My wife’s been at this for a while, and it’s a feat of endurance that I know I couldn’t have done. The congratulations are well-deserved, but seeing the sausage get made wasn’t always pretty (like the time she stayed up 36 hours straight between finals and softball). As Miki Agrawal, an incredibly impressive entrepreneur remarked on Freakonomics the other day:
We should also remember it takes people a long time to do this. It takes ten years to be an overnight success.
Meanwhile, my attempt to be pre-med was short-lived and well, pathetic. The first week of chemistry I stubbed my toe so badly it bled. Thinking this was a sign, I ditched pre-med. Clearly, when it came to seeing blood I wasn’t going to cut it as a doctor.
Anyway, back to the important part: my wife’s achievement. The whole process reminds me of a scene from the documentary Mitt (which, regardless of your political affiliation is a fascinating behind the scenes look on the people behind the posters). At one point, Mitt Romney is discussing his success at the most recent debate. When people ask him what he does, he says the first thing he does is write “Dad” at the top of his page. Doing so reminds him that his Dad was “the real deal”. A Mexican immigrant born to poverty, Mitt Romney’s father clawed his way to being Governor of Michigan, without the trappings of luxury that Mitt himself had growing up.

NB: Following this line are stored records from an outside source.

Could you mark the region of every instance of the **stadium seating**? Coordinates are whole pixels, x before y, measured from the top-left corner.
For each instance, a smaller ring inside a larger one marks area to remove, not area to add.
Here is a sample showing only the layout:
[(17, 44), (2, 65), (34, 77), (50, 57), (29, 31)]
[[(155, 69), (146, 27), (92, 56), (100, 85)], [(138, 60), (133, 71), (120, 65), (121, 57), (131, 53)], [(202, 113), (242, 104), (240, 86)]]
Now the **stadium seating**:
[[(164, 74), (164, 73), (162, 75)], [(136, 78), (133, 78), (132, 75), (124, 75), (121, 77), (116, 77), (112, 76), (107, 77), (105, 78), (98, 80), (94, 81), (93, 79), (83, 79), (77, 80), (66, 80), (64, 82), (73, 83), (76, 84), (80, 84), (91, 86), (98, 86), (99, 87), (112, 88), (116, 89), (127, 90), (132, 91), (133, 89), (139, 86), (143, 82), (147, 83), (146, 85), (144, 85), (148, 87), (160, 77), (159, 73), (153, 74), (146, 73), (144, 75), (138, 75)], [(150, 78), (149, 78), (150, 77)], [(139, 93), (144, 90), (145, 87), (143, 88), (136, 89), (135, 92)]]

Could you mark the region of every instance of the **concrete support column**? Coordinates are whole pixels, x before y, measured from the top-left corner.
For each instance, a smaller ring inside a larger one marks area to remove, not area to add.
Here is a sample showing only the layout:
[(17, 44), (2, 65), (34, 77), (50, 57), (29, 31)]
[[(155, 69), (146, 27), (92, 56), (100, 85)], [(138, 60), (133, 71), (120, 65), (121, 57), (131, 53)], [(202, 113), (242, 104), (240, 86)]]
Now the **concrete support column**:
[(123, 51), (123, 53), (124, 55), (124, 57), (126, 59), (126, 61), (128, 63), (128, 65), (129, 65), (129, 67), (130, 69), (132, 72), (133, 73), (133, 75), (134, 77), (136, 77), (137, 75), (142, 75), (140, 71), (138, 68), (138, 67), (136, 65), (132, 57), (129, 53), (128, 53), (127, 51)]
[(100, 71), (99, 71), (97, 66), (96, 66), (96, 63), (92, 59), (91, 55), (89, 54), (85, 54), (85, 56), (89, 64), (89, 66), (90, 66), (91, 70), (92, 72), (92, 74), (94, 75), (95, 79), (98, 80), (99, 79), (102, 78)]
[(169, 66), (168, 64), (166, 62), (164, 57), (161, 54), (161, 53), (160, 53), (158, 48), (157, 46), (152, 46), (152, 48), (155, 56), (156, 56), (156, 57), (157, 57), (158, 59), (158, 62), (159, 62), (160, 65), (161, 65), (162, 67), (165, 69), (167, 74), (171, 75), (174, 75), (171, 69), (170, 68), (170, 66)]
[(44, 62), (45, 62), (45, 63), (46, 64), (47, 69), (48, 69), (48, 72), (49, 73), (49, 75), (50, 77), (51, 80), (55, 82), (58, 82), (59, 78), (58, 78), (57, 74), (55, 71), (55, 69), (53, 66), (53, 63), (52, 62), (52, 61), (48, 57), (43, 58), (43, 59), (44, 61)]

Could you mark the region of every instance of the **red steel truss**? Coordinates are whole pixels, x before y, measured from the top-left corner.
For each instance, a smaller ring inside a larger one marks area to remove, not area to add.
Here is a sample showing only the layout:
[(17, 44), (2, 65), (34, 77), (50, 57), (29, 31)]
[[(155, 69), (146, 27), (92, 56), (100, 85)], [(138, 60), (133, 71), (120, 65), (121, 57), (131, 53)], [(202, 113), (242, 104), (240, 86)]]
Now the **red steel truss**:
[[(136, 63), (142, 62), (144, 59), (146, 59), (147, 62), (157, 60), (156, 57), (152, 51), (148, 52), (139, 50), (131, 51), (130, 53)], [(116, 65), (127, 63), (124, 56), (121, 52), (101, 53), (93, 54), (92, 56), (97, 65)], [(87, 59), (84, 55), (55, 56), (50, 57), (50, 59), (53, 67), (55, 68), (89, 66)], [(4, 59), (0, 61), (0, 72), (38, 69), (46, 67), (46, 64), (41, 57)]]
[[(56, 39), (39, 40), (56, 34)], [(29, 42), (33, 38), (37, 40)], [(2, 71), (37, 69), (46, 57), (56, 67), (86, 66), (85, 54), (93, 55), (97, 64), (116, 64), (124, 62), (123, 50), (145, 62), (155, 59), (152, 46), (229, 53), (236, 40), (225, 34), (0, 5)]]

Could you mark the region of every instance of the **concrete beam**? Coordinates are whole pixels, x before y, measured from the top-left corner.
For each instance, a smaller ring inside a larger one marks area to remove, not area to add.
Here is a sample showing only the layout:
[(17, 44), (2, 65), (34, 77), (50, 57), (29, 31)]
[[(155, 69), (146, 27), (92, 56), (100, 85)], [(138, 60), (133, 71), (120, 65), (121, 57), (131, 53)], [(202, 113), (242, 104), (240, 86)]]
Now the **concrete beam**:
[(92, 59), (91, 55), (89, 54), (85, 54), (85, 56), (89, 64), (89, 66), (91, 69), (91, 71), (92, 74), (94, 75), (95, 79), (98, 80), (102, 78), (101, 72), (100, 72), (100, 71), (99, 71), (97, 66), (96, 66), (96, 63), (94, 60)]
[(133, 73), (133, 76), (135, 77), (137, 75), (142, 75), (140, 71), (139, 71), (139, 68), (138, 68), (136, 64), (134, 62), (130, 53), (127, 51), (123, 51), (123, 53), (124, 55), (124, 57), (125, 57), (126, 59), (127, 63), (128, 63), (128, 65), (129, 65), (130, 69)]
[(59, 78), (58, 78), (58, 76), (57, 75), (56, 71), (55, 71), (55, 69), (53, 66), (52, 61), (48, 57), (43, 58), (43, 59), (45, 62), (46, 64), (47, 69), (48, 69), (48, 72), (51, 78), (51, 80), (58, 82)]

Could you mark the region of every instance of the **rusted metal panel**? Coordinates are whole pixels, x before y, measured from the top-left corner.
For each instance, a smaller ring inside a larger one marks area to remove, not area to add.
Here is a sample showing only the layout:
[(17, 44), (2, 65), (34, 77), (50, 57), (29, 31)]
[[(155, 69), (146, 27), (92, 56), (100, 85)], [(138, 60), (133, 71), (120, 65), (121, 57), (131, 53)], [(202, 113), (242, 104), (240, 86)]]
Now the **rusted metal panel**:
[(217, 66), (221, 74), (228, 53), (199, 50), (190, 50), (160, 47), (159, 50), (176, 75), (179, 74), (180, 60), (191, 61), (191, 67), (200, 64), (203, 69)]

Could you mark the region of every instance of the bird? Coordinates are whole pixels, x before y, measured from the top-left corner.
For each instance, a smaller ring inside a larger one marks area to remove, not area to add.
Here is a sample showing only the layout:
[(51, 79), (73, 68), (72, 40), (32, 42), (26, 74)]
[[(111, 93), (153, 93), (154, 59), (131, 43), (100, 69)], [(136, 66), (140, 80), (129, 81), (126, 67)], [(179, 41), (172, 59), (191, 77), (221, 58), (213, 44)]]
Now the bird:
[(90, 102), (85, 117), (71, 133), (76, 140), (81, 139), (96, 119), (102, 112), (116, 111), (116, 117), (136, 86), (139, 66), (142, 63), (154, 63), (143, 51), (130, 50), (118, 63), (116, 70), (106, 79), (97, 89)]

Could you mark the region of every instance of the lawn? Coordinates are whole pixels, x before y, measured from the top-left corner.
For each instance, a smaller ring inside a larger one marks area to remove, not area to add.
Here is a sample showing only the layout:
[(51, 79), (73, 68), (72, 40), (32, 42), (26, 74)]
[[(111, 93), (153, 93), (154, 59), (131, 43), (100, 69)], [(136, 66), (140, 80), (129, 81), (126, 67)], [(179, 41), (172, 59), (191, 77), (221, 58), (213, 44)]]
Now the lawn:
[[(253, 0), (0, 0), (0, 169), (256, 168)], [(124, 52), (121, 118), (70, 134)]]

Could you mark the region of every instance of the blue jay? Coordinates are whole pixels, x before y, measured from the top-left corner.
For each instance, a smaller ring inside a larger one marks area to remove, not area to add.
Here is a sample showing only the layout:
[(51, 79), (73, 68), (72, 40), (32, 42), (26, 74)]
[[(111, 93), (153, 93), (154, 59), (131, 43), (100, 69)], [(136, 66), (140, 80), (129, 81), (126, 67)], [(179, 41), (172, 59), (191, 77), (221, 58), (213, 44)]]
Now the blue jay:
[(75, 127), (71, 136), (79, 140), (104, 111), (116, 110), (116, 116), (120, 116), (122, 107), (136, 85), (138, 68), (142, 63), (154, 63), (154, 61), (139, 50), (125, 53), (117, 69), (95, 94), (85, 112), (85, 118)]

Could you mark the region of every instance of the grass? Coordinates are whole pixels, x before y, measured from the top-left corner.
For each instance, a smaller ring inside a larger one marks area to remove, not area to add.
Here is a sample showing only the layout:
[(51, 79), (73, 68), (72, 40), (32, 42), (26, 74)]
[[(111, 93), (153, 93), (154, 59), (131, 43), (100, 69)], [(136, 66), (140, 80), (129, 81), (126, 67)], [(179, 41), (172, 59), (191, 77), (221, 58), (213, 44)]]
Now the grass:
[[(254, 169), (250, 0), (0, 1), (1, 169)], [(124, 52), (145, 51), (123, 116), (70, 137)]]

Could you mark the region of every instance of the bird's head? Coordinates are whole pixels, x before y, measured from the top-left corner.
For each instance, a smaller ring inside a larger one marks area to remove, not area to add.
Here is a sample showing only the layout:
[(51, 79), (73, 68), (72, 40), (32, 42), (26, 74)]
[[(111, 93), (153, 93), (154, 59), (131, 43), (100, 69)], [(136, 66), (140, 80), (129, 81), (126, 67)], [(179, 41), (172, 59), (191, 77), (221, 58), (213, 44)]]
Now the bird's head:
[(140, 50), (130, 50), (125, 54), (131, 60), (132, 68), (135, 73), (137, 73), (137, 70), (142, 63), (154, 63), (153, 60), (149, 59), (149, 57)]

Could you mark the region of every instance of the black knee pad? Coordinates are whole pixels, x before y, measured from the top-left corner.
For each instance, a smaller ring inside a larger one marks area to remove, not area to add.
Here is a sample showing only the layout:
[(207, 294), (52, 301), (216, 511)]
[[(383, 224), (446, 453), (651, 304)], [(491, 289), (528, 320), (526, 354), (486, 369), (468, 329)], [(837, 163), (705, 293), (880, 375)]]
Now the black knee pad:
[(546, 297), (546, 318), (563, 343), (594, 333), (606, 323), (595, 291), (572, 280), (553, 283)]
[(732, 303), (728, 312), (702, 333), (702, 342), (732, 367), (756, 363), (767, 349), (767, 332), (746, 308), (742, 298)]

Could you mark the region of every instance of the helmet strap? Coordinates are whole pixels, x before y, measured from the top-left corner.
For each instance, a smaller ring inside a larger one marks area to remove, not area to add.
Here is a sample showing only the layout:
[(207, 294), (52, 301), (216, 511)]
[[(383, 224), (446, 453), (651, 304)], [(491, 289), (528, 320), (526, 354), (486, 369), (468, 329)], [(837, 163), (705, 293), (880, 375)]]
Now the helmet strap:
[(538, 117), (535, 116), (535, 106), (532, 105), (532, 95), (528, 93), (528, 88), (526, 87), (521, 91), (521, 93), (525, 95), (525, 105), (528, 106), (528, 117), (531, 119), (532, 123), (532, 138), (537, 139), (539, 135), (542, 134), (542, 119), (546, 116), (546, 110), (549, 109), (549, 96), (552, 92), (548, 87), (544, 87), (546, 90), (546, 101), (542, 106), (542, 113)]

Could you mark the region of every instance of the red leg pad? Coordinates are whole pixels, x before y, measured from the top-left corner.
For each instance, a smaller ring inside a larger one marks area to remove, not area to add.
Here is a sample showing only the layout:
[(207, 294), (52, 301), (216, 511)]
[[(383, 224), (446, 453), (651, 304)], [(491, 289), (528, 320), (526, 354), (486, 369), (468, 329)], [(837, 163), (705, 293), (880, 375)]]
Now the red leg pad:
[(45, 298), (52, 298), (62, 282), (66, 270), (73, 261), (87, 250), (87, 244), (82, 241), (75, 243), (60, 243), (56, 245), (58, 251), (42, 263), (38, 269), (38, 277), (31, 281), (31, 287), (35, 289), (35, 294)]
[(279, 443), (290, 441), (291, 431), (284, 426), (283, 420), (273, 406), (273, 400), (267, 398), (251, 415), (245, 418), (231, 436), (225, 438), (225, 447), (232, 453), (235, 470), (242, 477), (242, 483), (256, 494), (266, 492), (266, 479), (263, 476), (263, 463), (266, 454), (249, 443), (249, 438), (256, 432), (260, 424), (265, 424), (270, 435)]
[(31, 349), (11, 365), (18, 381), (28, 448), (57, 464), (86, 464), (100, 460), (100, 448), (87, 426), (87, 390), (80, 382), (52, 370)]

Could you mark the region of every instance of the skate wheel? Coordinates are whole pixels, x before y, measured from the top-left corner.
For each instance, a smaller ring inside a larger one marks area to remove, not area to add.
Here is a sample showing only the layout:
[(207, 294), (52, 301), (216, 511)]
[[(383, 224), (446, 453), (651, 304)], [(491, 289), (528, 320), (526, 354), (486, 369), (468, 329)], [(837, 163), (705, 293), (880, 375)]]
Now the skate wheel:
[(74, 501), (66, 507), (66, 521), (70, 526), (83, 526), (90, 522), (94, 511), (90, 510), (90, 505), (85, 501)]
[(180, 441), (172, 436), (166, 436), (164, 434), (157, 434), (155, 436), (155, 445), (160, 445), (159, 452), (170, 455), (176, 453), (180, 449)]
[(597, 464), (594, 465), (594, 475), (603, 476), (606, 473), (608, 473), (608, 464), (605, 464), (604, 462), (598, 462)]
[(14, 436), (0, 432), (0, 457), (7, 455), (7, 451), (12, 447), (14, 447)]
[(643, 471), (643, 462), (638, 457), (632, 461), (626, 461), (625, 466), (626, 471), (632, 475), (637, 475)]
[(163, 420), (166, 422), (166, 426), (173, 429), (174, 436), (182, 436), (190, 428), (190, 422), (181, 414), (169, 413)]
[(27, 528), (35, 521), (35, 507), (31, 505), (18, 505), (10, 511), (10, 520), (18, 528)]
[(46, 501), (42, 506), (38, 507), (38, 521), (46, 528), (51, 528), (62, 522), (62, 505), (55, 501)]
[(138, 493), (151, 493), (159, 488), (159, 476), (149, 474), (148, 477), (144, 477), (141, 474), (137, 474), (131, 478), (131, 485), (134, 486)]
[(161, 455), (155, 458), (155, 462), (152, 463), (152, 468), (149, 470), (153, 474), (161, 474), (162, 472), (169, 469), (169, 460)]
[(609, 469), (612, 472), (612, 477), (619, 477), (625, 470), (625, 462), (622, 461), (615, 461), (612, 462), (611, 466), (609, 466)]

My wife was the first person in her family to go to college. She was born into a working class family and attended Kansas public schools her whole life. Since then she has graduated from Yale with honors, started a family, and is now on her way to becoming a doctor. Her family is incredible, kind, and supportive (and the best in-laws a young MBA could ask for), but they couldn’t help her in her quest for higher education. They don’t know the contours of an MCAT or late nights drinking coffee and studying until they pass out. My wife certainly had help, but I am so impressed at her ability to pursue her dreams doggedly until she achieved them, regardless of expectation.
In this era of social media culture, where we’re constantly trying to match or beat our friend’s perfect photo and charmed life, we should remember where people came from and, in my view, celebrate the long-struggling heroes who achieved more than what even they believed they were worth.